Leonard Davis, a business advisor to Dr. Andrus, and his family were vacationing in Anaheim at Disneyland that summer when Dr. Andrus called from Ojai, a two-hour drive to the north.
“I’d like to come down and show you something,” she said to him.
The “something” was a mock-up of the first issue of Modern Maturity. The new magazine was so crucial to the successful launch of AARP that Davis cut short his Disneyland trip and drove up to Grey Gables to spend a few days perfecting the mock-up with Andrus, her sister Maud and Ruth Lana, another early AARP pioneer.

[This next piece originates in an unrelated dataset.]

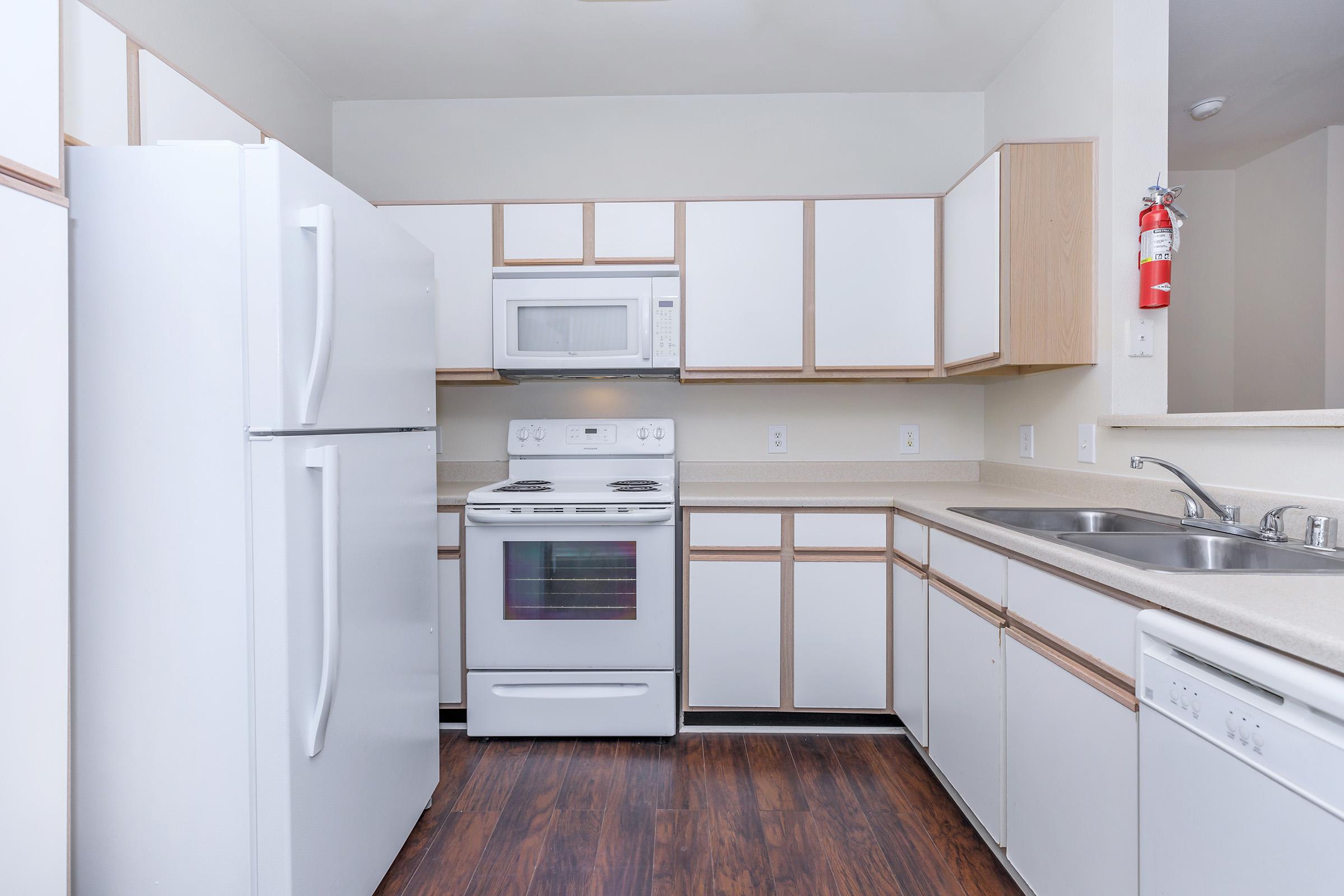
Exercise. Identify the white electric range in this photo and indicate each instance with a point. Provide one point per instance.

The first issue of the new bimonthly was dated October-November 1958. It would have been the September-October issue except that Dr. Andrus thought the pastel pinks and blues on the proposed cover wouldn’t appeal to prospective male members. Eventually, she selected a photo of trees in full autumn color, appealing to both women and men. The magazine needed to make a good first impression, she knew. It had to captivate readers with compelling articles and high-quality design, starting with the cover. “As you read this first issue of Modern Maturity, we hope you will find many interesting features which will relax or stimulate you according to your moods,” she told her readers.
And Dr. Andrus concluded by disrupting stereotypical views of getting older: “Aging is not just a problem; it represents a real and thrilling challenge. It is one thing to recognize that older people represent the nation’s greatest single human resource available and it is quite another to do something about it.”